Still, the United States has reportedly supported the organization. In a 2008 New Yorker article entitled “Preparing the Battlefield,” Seymour Hersh revealed,
“The M.E.K. has been on the State Department’s terrorist list for more than a decade, yet in recent years the group has received arms and intelligence, directly or indirectly, from the United States. Some of the newly authorized covert funds, the Pentagon consultant told me, may well end up in M.E.K. coffers. “The new task force will work with the M.E.K. The Administration is desperate for results.” He added, “The M.E.K. has no C.P.A. auditing the books, and its leaders are thought to have been lining their pockets for years. If people only knew what the M.E.K. is getting, and how much is going to its bank accounts — and yet it is almost useless for the purposes the Administration intends.”

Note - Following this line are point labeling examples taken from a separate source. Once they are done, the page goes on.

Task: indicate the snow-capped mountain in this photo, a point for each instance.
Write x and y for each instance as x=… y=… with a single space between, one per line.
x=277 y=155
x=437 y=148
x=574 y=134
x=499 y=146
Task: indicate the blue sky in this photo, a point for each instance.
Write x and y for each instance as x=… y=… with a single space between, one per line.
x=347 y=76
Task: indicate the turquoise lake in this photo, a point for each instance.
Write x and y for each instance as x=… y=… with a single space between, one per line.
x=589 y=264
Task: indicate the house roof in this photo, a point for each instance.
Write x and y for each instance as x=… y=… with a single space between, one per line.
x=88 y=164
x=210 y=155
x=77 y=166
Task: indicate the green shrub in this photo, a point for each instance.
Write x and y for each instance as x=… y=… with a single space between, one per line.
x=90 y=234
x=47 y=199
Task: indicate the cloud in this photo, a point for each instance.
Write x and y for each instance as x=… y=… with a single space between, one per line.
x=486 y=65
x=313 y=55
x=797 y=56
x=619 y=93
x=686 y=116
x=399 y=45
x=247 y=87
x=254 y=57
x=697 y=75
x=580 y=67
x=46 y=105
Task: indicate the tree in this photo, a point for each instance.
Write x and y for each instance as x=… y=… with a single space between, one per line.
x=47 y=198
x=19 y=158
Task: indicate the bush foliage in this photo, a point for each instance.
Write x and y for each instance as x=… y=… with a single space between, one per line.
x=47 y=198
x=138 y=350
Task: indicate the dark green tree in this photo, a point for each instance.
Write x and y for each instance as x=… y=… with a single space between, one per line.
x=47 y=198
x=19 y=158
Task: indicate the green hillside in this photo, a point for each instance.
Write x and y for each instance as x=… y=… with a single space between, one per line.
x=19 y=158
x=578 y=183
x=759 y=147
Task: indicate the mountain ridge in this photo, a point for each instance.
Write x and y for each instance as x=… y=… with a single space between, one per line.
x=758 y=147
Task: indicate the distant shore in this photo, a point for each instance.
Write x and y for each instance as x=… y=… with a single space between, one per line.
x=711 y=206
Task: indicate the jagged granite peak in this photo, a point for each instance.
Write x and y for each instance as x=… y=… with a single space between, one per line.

Hersh also appeared on National Public Radio and indicated that the United States had trained a number of MEK members.
There has been an effort in the United States to remove MEK from the list of terrorist organizations, presumably so that the federal government could provide even more funding to the group.

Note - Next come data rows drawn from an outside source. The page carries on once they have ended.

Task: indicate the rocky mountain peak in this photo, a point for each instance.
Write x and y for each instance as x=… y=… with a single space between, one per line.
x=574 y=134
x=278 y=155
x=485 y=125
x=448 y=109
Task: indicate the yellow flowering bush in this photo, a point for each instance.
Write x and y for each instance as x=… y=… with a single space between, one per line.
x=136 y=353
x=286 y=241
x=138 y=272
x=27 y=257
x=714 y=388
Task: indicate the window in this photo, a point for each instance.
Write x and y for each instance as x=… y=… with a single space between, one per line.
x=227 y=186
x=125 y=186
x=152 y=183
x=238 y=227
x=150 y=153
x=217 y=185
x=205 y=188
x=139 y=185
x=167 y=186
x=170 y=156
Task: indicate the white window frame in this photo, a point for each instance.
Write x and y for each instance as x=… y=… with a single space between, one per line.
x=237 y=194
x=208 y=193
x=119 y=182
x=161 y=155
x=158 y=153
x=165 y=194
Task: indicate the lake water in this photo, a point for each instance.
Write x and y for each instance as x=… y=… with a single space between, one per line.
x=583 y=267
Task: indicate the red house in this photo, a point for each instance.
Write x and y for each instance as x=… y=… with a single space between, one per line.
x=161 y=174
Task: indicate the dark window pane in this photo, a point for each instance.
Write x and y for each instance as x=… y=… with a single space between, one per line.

For some, information such as this is enough to convince them that the entire war on terror is fraudulent and should be approached with skepticism. One popular blog wrote of the war on terror:
From the beginning, even for those wanting to believe the fairy tale that 9/11 was carried out by cave dwellers carrying box cutters directed by Osama Bin Laden, who by all accounts was dying or already dead from kidney failure in 2001 — "unfortunate blunders" in US foreign policy can still be blamed for the creation and perpetuation of the ubiquitous, unceasing terror organization known as Al Qaeda. However, in light of recent events in Libya, Syria, Iran, and Algeria, there is exposed a truth, many have known for over 10 years, and many more are catching onto now — that the "War on Terror" is an absolute fraud, started, fueled and simultaneously fought against by the same handful of corporate-financier interests for the sole purpose of spreading Wall Street and London's hegemony across the globe.
According to Iran’s president Mahmoud Ahmadinejad, it is this type of fraud that has led the U.S. government to accuse Iran of the plot to assassinate the Saudi ambassador. Comparing it to assertions that Iraq maintained weapons of mass destruction, Ahmadinejad said that the U.S. simply “fabricated a bunch of papers” to support its claims at the time. “Is that a difficult thing to do?” he asked.